Awesome
Pose2Img
Upper body image synthesis from skeleton(Keypoints). Pose2Img module in the ICCV-2021 paper "Speech Drives Templates: Co-Speech Gesture Synthesis with Learned Templates". [arxiv / github]
This is a modified implementation of Synthesizing Images of Humans in Unseen Poses.
Setup
To install dependencies, run
pip install -r requirements.txt
To run this module, you need two NVIDIA gpus with at least 11 GB respectively. Our code is tested on Ubuntu 18.04LTS with Python3.6.

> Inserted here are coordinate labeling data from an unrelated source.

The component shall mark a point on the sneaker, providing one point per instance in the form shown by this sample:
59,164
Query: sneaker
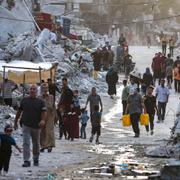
36,162
91,139
49,150
5,173
42,150
97,142
136,136
26,164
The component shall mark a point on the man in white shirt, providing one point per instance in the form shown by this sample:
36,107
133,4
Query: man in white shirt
7,89
162,95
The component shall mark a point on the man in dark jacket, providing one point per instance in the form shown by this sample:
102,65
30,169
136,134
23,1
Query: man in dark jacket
66,99
147,78
52,88
96,62
66,104
111,79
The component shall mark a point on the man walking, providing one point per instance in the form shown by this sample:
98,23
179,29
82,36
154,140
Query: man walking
162,95
32,111
124,96
150,104
135,106
94,99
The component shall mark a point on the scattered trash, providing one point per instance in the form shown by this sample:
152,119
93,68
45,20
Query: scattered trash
50,177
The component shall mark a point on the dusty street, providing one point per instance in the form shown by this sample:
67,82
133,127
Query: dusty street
69,159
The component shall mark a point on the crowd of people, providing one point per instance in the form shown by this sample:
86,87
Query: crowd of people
38,113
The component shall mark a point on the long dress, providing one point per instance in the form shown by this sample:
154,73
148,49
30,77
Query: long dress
47,133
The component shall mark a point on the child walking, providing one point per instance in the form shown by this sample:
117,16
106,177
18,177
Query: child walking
84,119
96,124
6,141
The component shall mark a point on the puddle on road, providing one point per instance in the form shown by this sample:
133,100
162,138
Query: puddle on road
124,164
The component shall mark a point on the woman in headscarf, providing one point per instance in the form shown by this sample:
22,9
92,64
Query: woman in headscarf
147,78
111,79
47,139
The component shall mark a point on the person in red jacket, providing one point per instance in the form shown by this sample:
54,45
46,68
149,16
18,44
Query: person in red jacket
157,66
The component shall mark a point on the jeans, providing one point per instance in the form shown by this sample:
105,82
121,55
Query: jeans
151,121
124,103
169,80
83,130
164,46
161,110
177,85
8,101
135,122
171,49
4,160
34,134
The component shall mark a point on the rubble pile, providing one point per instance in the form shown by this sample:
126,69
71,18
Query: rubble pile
170,148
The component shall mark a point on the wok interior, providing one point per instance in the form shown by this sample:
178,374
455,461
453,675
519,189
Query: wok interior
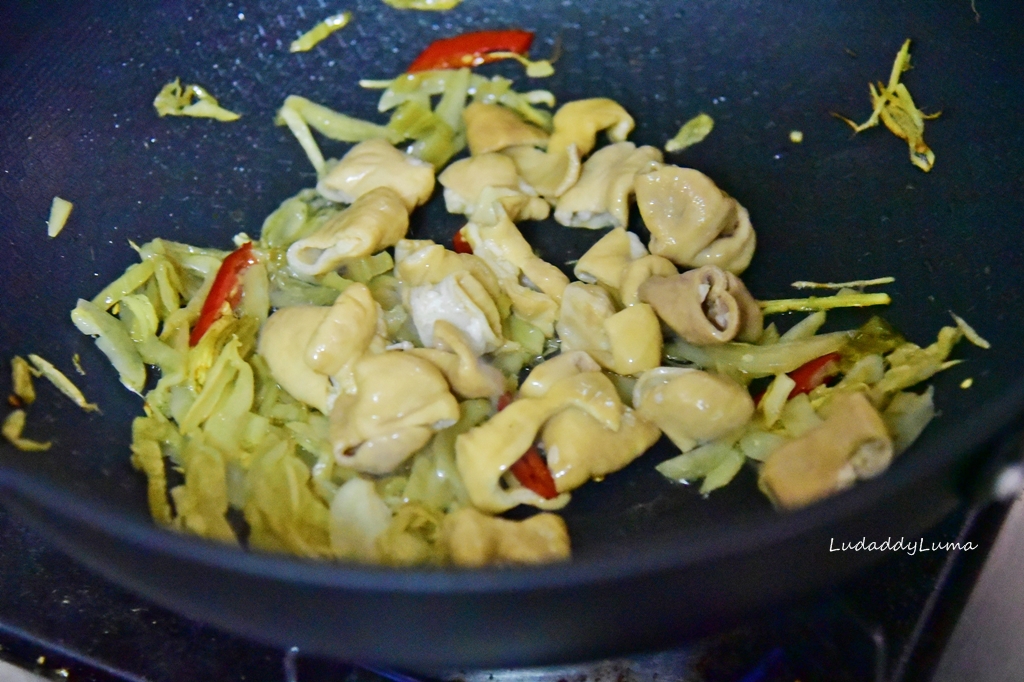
80,124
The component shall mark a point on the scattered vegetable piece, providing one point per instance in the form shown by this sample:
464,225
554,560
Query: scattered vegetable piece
20,373
471,49
773,400
300,129
64,384
692,132
59,210
823,303
856,284
176,100
12,427
751,361
460,245
310,38
895,107
424,5
969,332
336,125
225,289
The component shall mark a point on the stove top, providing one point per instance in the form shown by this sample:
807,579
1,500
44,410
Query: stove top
891,624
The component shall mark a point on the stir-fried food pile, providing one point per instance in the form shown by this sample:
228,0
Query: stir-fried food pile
357,393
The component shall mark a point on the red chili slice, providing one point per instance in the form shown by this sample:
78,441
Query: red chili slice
225,289
471,49
460,245
530,469
813,374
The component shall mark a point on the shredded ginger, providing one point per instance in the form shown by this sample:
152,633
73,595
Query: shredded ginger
12,427
311,38
692,132
896,109
173,99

Demo Dataset and Checkpoint
- We provide the dataset and pretrained models of Oliver at here.
- According to
$ROOT/configs/yaml/Oliver.yaml
:
- Unzip and put the data to
$ROOT/data/Oliver
- Put the pretrained model to
$ROOT/ckpt/Oliver/ckpt_final.pth
Train on the Demo dataset
- Train Script:
python main.py \
--name Oliver \
--config_path configs/yaml/Oliver.yaml \
--batch_size 1 \
- Run Tensorboard for training visualization.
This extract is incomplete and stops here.